Wizard: Yes, but you won't have reliable access to scribing materials or buying many more scrolls.

*Background*
Anything appropriate (Knight & Noble would not be).  No Ravnica/Dragonlance/etc. backgrounds.

*Spoiler: my normal house rules*
Show


1) omitted

2) omitted, no sorcs

3) Rangers get their Proficiency Bonus added to damage rolls against their favored enemies, starting at level 1.  The level 20 capstone applies to all attack rolls against their favored enemies, not just once per turn.

4) omitted, no dragonborn

5) Tasha's optional class features are approved.

6) omitted, no high levels

7) If you go to 0 or get insta-killed (bypassing 0 hp) and raised, you gain 1 level of exhaustion.

8) Berserker barbarians get Frenzy once per day with no consequence; the exhaustion penalties only get added with a 2nd and beyond Frenzy.

9) Attacking while jumping/falling from height:  Make an acrobatics check and an attack roll, both against the target's AC.
If both hit, the target takes damage from the attack, and half the falling damage.
If the acrobatics check hits but the attack roll doesn't, they split falling damage but the attack misses.
If the acrobatics check misses but the attack roll hits, the attacker takes the falling damage but manages to stab(slash/bludgeon) his opponent right before hitting the ground.

10) omitted, not relevant

11) Eldritch Knights may change the Evocation school out for one other school of their choice.  (Notable picks: Necromancy for debuffs, Illusion for miss chances, Transmutation for self-buffs)

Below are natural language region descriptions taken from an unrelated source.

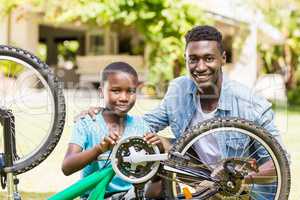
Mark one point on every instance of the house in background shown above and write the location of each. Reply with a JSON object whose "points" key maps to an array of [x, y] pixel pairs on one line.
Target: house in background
{"points": [[99, 46]]}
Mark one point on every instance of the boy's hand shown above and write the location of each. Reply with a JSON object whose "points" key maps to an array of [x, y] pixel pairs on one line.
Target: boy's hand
{"points": [[92, 112], [152, 138], [109, 142]]}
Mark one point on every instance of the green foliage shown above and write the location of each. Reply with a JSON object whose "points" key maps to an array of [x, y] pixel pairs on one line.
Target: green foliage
{"points": [[162, 23], [10, 69]]}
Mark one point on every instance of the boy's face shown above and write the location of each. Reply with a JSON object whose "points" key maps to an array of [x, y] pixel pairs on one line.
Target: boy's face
{"points": [[119, 92]]}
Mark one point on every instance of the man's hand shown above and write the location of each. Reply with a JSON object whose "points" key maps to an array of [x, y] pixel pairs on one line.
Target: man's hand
{"points": [[92, 112], [108, 142], [154, 139]]}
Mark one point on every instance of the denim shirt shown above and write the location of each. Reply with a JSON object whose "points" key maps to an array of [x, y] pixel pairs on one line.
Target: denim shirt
{"points": [[236, 100]]}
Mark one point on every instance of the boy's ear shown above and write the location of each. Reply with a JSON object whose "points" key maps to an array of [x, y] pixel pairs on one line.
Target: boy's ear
{"points": [[100, 90]]}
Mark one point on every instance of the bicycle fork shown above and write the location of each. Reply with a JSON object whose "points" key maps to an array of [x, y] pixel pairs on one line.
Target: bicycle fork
{"points": [[8, 179]]}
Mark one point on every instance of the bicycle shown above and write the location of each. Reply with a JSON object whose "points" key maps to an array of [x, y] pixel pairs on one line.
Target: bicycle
{"points": [[30, 93], [186, 173]]}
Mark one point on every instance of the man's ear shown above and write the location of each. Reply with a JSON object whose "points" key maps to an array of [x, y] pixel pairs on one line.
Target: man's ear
{"points": [[100, 90], [224, 58]]}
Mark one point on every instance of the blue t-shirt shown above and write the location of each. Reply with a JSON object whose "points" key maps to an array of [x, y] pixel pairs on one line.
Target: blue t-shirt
{"points": [[88, 133]]}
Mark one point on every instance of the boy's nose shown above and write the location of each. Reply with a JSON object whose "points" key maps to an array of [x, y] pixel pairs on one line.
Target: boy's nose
{"points": [[124, 96]]}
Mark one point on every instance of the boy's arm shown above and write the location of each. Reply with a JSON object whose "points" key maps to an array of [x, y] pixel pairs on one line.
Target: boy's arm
{"points": [[76, 159]]}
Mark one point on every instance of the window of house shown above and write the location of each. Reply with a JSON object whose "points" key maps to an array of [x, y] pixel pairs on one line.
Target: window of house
{"points": [[95, 43]]}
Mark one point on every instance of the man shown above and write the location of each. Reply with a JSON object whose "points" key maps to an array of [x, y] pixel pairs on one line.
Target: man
{"points": [[207, 93]]}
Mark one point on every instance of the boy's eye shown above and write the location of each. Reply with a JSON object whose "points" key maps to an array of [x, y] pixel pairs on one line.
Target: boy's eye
{"points": [[193, 60], [132, 91], [209, 59]]}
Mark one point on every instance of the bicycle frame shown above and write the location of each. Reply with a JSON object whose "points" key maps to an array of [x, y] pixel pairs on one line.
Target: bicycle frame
{"points": [[8, 178]]}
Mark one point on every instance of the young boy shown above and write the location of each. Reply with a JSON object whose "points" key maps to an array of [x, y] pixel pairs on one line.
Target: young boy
{"points": [[91, 138]]}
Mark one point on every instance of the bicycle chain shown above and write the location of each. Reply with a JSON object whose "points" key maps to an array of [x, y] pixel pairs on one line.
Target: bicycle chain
{"points": [[180, 160]]}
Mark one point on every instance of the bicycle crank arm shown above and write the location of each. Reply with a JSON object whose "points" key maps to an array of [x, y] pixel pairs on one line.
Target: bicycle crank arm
{"points": [[138, 157], [190, 172], [203, 194]]}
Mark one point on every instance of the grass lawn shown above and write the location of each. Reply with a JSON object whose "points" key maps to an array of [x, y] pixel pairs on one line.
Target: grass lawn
{"points": [[47, 178]]}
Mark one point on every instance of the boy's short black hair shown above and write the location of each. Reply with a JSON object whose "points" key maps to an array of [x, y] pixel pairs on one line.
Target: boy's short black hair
{"points": [[116, 67], [200, 33]]}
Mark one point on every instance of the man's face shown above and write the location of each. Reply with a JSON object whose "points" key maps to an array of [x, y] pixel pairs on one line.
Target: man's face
{"points": [[204, 61], [119, 92]]}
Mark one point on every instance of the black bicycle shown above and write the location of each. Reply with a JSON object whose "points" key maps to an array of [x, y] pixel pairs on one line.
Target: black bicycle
{"points": [[223, 158], [32, 114]]}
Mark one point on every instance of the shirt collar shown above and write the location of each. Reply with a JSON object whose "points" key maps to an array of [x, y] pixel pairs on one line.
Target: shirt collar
{"points": [[225, 100]]}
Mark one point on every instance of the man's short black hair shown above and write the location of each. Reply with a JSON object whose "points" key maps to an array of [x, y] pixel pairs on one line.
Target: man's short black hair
{"points": [[200, 33], [116, 67]]}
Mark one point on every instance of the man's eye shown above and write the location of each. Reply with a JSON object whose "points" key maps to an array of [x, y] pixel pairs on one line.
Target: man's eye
{"points": [[115, 91], [193, 60], [209, 59], [132, 91]]}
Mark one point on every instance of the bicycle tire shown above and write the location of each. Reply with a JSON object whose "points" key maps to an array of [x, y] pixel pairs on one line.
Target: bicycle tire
{"points": [[56, 89], [230, 122]]}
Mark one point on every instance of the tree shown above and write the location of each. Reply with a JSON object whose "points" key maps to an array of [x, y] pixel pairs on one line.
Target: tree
{"points": [[162, 23], [284, 59]]}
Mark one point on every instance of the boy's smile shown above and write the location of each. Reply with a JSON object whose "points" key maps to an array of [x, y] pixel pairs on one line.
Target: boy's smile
{"points": [[119, 92]]}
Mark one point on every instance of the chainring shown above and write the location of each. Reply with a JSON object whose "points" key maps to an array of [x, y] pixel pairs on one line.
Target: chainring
{"points": [[134, 173]]}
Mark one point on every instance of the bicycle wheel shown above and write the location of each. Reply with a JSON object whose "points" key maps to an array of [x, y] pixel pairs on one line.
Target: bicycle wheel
{"points": [[33, 94], [241, 161]]}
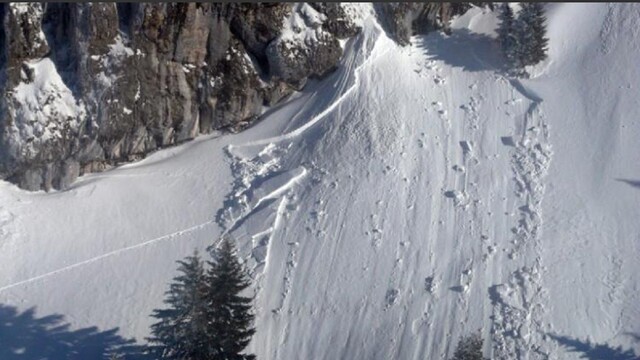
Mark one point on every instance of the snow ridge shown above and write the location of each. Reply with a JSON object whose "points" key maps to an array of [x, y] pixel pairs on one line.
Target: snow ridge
{"points": [[517, 325]]}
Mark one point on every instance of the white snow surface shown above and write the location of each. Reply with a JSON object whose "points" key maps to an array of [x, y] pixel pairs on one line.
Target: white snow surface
{"points": [[413, 196], [42, 109]]}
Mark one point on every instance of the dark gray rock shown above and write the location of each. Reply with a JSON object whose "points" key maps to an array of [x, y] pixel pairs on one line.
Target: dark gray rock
{"points": [[122, 80]]}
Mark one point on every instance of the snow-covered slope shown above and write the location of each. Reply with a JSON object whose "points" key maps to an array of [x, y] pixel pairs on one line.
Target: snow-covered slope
{"points": [[413, 196]]}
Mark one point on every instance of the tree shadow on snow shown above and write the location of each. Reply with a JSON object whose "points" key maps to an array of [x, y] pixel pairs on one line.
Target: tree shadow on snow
{"points": [[463, 48], [595, 351], [634, 183], [23, 336]]}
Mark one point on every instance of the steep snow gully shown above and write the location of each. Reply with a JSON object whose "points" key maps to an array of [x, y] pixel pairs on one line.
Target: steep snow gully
{"points": [[413, 196]]}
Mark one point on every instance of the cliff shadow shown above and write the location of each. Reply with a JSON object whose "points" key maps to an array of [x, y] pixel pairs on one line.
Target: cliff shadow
{"points": [[24, 336], [595, 351], [463, 48]]}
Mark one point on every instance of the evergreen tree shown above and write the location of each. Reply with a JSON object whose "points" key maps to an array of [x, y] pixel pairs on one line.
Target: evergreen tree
{"points": [[469, 348], [507, 36], [530, 30], [182, 329], [230, 313], [539, 30]]}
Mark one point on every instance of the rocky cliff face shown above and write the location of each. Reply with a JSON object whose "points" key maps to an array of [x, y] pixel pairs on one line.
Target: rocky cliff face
{"points": [[89, 85]]}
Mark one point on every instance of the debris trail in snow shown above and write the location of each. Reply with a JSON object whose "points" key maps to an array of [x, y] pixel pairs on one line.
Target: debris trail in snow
{"points": [[519, 303]]}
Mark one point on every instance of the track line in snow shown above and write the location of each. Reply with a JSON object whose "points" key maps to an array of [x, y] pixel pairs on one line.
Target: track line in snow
{"points": [[106, 255]]}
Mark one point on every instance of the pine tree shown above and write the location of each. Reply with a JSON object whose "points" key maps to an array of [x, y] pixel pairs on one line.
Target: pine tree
{"points": [[507, 36], [469, 348], [531, 31], [230, 313], [538, 28], [182, 329]]}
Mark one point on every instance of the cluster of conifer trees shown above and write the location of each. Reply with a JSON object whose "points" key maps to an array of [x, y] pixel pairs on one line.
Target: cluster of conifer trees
{"points": [[523, 38], [207, 317]]}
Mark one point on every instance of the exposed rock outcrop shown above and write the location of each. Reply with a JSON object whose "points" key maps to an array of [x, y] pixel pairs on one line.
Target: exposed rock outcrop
{"points": [[90, 85]]}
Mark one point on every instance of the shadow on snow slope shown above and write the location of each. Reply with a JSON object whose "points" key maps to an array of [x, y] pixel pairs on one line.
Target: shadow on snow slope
{"points": [[23, 336], [463, 49], [595, 351]]}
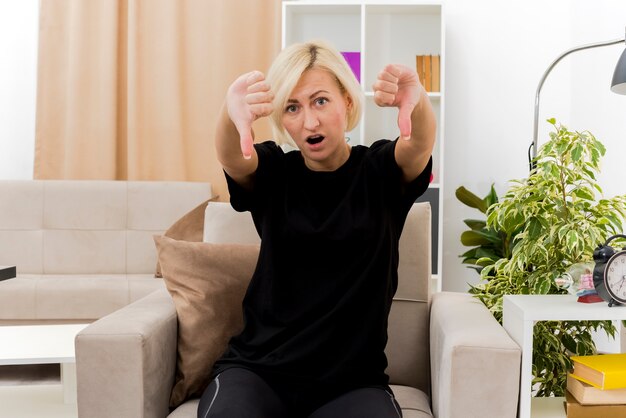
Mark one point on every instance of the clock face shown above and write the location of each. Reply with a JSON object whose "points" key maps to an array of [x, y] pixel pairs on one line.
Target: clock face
{"points": [[615, 276]]}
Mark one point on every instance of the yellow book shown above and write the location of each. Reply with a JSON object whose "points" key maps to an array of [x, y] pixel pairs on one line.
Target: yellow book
{"points": [[419, 66], [427, 73], [603, 371], [586, 394], [435, 79]]}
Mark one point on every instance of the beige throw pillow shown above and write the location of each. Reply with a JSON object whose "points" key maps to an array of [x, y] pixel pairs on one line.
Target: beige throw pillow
{"points": [[189, 227], [207, 283]]}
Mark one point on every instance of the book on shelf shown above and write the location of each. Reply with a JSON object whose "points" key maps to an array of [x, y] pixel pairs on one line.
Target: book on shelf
{"points": [[7, 272], [436, 77], [573, 409], [428, 68], [603, 371], [586, 394]]}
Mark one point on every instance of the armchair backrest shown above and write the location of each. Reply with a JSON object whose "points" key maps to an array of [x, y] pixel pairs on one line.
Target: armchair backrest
{"points": [[408, 344], [408, 328]]}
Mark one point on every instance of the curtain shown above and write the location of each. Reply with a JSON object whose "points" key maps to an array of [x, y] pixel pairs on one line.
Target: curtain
{"points": [[131, 89]]}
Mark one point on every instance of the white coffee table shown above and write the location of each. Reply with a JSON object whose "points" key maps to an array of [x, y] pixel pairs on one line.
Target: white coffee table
{"points": [[43, 344]]}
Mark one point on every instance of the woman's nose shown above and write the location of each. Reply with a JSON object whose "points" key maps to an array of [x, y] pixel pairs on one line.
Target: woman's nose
{"points": [[311, 120]]}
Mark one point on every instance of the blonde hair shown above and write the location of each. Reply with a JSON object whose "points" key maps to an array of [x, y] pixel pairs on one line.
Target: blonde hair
{"points": [[289, 66]]}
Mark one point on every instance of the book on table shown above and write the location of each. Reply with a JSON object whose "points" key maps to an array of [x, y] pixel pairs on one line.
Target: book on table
{"points": [[603, 371], [7, 272], [574, 409], [586, 394]]}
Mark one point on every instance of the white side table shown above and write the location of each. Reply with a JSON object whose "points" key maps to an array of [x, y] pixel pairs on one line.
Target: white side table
{"points": [[520, 312], [43, 344]]}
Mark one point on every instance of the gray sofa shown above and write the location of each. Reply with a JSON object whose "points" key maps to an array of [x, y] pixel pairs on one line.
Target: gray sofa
{"points": [[448, 356], [84, 248]]}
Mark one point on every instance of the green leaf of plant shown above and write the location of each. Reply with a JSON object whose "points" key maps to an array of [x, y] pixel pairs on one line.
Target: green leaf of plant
{"points": [[473, 238], [475, 224], [470, 199]]}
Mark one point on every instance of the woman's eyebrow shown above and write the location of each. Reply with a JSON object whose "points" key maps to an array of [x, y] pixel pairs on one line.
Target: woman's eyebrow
{"points": [[310, 97]]}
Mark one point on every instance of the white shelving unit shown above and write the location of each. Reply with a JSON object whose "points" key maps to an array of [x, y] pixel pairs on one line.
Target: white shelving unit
{"points": [[521, 313], [383, 32]]}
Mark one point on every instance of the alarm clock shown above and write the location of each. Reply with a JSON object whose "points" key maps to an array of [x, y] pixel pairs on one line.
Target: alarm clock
{"points": [[609, 273]]}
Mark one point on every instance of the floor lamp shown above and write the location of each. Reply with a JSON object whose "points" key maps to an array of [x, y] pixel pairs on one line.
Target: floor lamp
{"points": [[618, 85]]}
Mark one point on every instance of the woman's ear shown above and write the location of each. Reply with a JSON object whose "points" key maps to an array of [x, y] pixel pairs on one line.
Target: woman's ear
{"points": [[349, 102]]}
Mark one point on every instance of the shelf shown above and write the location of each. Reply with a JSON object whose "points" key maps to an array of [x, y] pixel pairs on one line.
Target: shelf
{"points": [[548, 408]]}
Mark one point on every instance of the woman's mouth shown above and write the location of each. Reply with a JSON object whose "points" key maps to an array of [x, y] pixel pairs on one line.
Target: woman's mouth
{"points": [[314, 139]]}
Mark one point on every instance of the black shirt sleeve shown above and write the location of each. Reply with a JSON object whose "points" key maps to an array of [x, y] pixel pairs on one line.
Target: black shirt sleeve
{"points": [[270, 158], [383, 153]]}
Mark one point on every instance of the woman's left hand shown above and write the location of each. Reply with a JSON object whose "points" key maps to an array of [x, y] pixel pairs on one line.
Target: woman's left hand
{"points": [[398, 86]]}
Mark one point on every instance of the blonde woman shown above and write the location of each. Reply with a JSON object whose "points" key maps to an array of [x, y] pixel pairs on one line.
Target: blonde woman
{"points": [[330, 217]]}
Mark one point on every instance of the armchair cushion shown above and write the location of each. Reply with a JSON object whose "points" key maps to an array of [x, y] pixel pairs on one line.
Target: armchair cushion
{"points": [[207, 283]]}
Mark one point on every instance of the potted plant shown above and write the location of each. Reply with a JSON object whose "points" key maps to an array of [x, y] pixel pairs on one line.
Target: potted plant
{"points": [[541, 226]]}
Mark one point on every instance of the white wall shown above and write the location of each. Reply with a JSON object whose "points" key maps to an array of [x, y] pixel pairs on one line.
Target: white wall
{"points": [[18, 70], [496, 53]]}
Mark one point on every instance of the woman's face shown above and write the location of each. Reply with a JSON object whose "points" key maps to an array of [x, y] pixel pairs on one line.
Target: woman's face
{"points": [[316, 118]]}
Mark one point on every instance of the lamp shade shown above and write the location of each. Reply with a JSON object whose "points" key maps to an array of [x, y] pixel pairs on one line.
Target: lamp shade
{"points": [[618, 85]]}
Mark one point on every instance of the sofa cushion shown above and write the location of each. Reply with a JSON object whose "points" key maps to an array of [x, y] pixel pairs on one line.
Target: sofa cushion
{"points": [[207, 283], [414, 404], [70, 297]]}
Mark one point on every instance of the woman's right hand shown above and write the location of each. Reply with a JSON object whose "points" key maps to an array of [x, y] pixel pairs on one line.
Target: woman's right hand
{"points": [[248, 99]]}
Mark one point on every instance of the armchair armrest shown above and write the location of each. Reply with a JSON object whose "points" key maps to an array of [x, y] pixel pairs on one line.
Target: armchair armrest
{"points": [[125, 361], [475, 365]]}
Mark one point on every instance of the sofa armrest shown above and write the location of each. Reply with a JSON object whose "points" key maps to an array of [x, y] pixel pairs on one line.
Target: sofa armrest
{"points": [[475, 365], [125, 361]]}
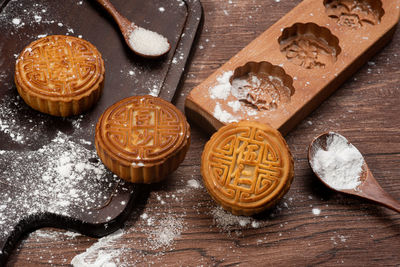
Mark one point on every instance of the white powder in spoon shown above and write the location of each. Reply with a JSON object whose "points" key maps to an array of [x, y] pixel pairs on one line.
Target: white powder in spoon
{"points": [[340, 165], [147, 42]]}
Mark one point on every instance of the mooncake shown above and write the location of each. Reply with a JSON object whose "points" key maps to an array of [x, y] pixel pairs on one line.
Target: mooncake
{"points": [[142, 139], [60, 75], [247, 167]]}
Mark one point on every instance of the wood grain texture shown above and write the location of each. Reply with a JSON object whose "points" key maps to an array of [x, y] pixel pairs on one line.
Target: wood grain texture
{"points": [[348, 231]]}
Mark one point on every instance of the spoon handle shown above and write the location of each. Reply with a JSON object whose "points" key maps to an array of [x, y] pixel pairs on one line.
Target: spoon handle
{"points": [[121, 20], [373, 191]]}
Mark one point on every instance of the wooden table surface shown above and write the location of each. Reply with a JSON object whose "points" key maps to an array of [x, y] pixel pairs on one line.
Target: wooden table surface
{"points": [[180, 225]]}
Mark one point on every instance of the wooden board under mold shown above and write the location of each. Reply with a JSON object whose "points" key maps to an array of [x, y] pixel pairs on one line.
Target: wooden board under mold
{"points": [[319, 44], [31, 142]]}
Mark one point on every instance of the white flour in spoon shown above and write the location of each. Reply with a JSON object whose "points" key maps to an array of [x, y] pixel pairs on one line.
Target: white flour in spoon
{"points": [[340, 165], [148, 42]]}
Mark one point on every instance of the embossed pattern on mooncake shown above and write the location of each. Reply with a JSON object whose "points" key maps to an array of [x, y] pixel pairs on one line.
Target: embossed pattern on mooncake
{"points": [[60, 75], [59, 66], [247, 167], [142, 133]]}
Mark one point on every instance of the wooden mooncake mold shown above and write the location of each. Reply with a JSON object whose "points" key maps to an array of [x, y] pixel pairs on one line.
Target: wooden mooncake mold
{"points": [[142, 139], [60, 75], [247, 167], [315, 47]]}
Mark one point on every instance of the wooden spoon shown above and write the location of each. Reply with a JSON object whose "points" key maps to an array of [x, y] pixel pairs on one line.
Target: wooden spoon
{"points": [[137, 38], [369, 187]]}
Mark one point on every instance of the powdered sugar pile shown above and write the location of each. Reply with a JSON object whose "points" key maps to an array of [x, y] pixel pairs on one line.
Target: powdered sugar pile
{"points": [[340, 164], [99, 253], [147, 42], [223, 88], [64, 177]]}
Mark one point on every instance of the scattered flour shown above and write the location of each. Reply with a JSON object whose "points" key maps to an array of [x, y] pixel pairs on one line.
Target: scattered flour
{"points": [[235, 105], [100, 254], [60, 174], [166, 232], [340, 165], [224, 115], [223, 88]]}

12) No Scribe school wizard, Peace Cleric, or Twilight Cleric.  Tasha's subclasses subject to approval.

13) Using "An Updated View on Necromancy" (DM's guild/free/I paid) for Necromancer wizards.

14) No flanking.  Double total damage on crits, not just the dice (ie, 1d6+4+1d6 sneak becomes 2d6+8+2d6, not 2d6+4+1d6), except for applied poisons

15) Soulknife blades stay manifested, and thus can be used for OAs and to gain the benefits of the TWF feat; Feat:  Improved Soul Blade:  Your blade gains an enhancement bonus equal to PB/2 (rounded down).

16) 4 Element monks get 2 disciplines every time the PHB says they get 1.  They get free discipline uses equal to their Proficiency Bonus, recharging upon Long Rest.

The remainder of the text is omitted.